Fournissant un soutien implicite à la frappe de drone américaine, le ministère des Affaires étrangères du Canada a réagi quelques heures seulement après le meurtre illégal du 3 janvier en publiant une déclaration dénonçant l’«agression» iranienne et appelant à la «désescalade».

Le premier ministre Justin Trudeau a par la suite évité les apparitions dans les médias pendant plusieurs jours, puis a fait remarquer qu’il aurait préféré que le Canada soit informé à l’avance de la frappe, étant donné le grand nombre de soldats canadiens qui travaillent aux côtés de l’armée américaine en Irak.

Lorsque, le 8 janvier, un journaliste a de nouveau sollicité l’opinion de son gouvernement sur l’assassinat, qui était illégal en vertu du droit américain et international, Trudeau est allé encore plus loin en accordant le soutien de son gouvernement. «Le Canada est depuis longtemps conscient de la menace que constituent les GRI pour la sécurité régionale et mondiale», a déclaré Trudeau. «Les Américains ont pris une décision fondée sur leur évaluation de la menace. Les États-Unis devaient évaluer la menace et ils l’ont fait».

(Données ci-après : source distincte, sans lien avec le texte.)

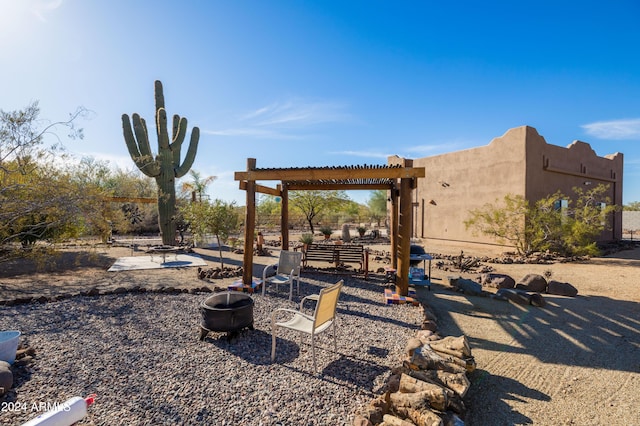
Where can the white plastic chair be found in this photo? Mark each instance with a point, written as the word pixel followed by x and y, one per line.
pixel 323 317
pixel 287 271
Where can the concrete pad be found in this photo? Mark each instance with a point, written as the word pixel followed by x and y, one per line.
pixel 156 262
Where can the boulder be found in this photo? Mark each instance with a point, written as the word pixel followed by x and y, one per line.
pixel 361 421
pixel 497 281
pixel 561 289
pixel 6 379
pixel 469 287
pixel 520 297
pixel 515 295
pixel 533 282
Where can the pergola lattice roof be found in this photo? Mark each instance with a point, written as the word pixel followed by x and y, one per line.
pixel 399 178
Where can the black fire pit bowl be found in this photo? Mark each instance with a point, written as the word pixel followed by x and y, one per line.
pixel 227 312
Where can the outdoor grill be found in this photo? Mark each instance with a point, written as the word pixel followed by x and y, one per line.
pixel 226 312
pixel 416 254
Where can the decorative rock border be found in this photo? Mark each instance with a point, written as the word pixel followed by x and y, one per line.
pixel 429 386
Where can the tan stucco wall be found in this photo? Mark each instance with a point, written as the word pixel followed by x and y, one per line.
pixel 553 168
pixel 515 164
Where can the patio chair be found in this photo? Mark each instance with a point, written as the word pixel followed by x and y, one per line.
pixel 287 270
pixel 323 317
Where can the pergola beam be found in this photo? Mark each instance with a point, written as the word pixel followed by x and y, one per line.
pixel 262 189
pixel 319 174
pixel 339 186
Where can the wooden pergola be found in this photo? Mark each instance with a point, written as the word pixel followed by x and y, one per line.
pixel 399 180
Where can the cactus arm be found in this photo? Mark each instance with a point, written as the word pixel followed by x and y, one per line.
pixel 140 129
pixel 129 139
pixel 159 95
pixel 161 128
pixel 144 161
pixel 191 153
pixel 178 138
pixel 176 126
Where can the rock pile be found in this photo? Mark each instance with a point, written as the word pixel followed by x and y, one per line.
pixel 219 273
pixel 429 386
pixel 10 375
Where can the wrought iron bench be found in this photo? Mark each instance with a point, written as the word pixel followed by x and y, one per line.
pixel 338 254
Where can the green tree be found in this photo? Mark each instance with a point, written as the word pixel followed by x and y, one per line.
pixel 556 222
pixel 503 221
pixel 315 202
pixel 632 206
pixel 218 218
pixel 38 199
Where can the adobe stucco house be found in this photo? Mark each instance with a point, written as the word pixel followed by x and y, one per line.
pixel 520 162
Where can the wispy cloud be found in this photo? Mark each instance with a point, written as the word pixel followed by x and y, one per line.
pixel 614 129
pixel 41 7
pixel 436 148
pixel 365 154
pixel 288 119
pixel 409 151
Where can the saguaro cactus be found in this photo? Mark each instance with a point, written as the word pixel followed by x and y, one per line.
pixel 166 166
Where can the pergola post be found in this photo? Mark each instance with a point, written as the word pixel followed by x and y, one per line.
pixel 404 237
pixel 249 226
pixel 284 217
pixel 393 227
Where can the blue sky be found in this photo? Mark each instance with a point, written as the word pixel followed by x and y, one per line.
pixel 316 83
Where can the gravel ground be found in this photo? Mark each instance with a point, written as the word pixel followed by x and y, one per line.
pixel 141 355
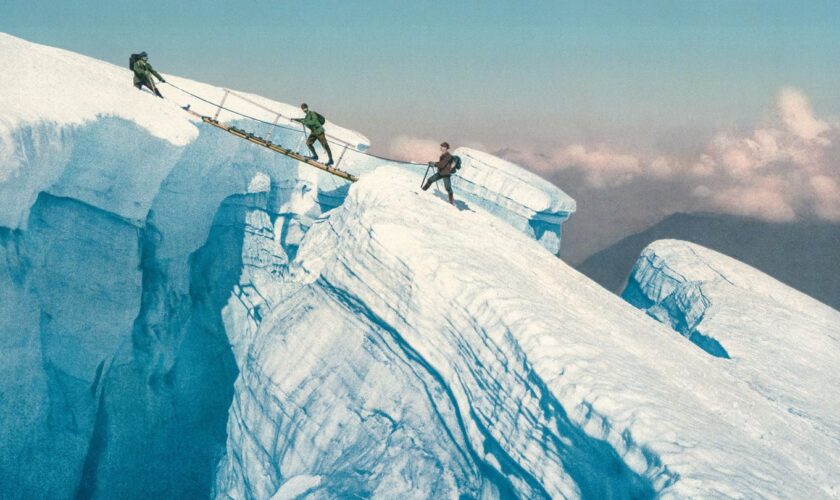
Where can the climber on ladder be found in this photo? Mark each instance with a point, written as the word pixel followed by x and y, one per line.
pixel 315 122
pixel 143 71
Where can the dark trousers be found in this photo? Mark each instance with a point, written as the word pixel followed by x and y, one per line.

Le gouvernement libéral Trudeau a également salué la décision prise mardi par les grandes puissances impérialistes européennes – l’Allemagne, la France et la Grande-Bretagne – de déposer une plainte pour non-respect par l’Iran de l’accord nucléaire de 2015. Cette mesure met les puissances européennes sur la voie accélérée de 60 jours pour se joindre aux États-Unis afin d’imposer et de surveiller les sanctions économiques paralysantes contre l’Iran, bien que Téhéran, comme vérifié par l’Agence internationale de l’énergie atomique (AIEA) et tous les autres signataires de l’accord, ait pleinement respecté ses termes jusqu’à ce que Washington se retire avec l’intention avouée de le saboter.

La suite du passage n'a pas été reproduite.